As the discipline of programming moved out of academy and was adopted by hobbyists, this view changed. Programmers were no longer mathematicians; they were builders.
Programming went from a science to a craft. Millions learned to program and software transformed the world.
In this transition, something was lost. Programs went from algorithms that could be verified, to large systems, with no specification that could only be understood through their emergent dynamic behavior.
We traded limited functionality we could understand deeply, for wide-reaching, powerful tools so complex we can’t ever hope to completely comprehend them fully.
Neural Networks are a Craft
Piggybacking off fast matrix multiplication via modern GPUs, neural networks have become the state-of-the-art solution to numerous difficult problems. What they lack in fundamental rigor, they have made up in speed and flexibility.
From the outside, AI seems like a complex mathematical endevour. For one, everyone seems to hold a PhD that makes them. They use complex math like tensors and stochastic gradient descent. New developments are published in academic papers, etc, etc. It is all very reminiscent of 1960s software development. There is an academic pretense around AI methods that makes them seem more complex than they really are.

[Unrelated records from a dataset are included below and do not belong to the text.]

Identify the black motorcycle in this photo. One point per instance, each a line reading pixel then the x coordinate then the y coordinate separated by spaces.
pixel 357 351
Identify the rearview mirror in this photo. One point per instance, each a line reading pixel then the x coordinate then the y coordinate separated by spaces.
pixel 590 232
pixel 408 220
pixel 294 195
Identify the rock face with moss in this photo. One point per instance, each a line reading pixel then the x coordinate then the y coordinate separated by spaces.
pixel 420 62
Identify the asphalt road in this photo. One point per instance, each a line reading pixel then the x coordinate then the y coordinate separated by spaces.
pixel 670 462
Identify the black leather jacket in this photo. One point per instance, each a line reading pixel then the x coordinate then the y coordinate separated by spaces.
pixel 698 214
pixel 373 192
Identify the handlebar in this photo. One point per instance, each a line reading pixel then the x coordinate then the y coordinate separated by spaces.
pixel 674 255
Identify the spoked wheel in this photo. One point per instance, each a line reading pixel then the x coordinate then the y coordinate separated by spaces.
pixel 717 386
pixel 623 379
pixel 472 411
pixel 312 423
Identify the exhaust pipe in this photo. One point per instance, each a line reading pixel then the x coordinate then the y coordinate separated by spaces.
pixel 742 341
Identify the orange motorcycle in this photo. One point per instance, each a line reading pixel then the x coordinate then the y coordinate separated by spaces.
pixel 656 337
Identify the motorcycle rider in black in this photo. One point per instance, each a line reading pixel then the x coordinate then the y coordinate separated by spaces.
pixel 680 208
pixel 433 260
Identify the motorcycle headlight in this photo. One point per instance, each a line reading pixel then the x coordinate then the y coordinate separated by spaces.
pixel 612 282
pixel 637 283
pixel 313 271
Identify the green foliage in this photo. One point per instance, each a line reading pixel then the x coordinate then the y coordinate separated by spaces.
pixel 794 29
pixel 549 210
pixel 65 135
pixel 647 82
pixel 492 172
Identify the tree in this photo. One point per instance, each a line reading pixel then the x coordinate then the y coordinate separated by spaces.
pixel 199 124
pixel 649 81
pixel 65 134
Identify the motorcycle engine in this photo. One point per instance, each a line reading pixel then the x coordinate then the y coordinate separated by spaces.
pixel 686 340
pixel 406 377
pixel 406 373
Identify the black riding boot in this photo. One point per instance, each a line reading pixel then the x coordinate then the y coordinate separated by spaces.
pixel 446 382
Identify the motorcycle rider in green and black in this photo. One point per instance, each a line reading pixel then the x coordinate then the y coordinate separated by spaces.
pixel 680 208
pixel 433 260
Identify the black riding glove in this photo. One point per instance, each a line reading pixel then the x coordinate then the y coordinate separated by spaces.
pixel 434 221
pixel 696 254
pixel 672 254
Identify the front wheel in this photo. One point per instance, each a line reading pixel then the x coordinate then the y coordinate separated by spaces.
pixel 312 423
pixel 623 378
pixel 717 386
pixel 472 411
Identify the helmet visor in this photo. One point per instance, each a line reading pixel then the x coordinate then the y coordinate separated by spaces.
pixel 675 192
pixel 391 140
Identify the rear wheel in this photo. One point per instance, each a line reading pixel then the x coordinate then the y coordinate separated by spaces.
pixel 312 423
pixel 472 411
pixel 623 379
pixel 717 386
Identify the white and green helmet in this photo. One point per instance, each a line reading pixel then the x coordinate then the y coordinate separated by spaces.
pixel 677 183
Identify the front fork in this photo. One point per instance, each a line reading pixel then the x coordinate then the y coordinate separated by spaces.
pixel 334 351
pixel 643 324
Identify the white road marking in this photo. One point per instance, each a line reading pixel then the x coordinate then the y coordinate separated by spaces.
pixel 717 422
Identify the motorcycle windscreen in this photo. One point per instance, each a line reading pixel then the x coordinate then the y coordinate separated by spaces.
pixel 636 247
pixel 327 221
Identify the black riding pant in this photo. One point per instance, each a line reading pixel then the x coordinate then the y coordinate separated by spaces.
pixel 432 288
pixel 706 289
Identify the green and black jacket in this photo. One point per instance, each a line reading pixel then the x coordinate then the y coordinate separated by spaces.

I think what we are seeing now with AI is similar to what happened in the 80s and 90s with programming in general. Instead of having a few PhDs solve a limited number of simple problems very precisely, the floodgates have been opened to a wide swath of the world, to solve a larger number of problems.
Again, we are making a trade. In theory, we can get the best results by carefully deriving a custom mathematical model and then using something like Hamoltian Monte Carlo to fit the parameters, but this difficult and doesn’t scale. We trade an understandable model that works incredibly well for simple problems, for a more practical approach we can use to solve a much larger number of ill-posed problems well enough.
FAFO
Neural networks are less a precise mathematical solution to a problem, and a more fuzzy way to program. They’re useful when errors are tolerable, and it is not clear how to write a direct algorithm. Just like with regular programming, there often isn’t a right answer. There is merely a solution that might work for your purposes and to know for sure you have to try it out.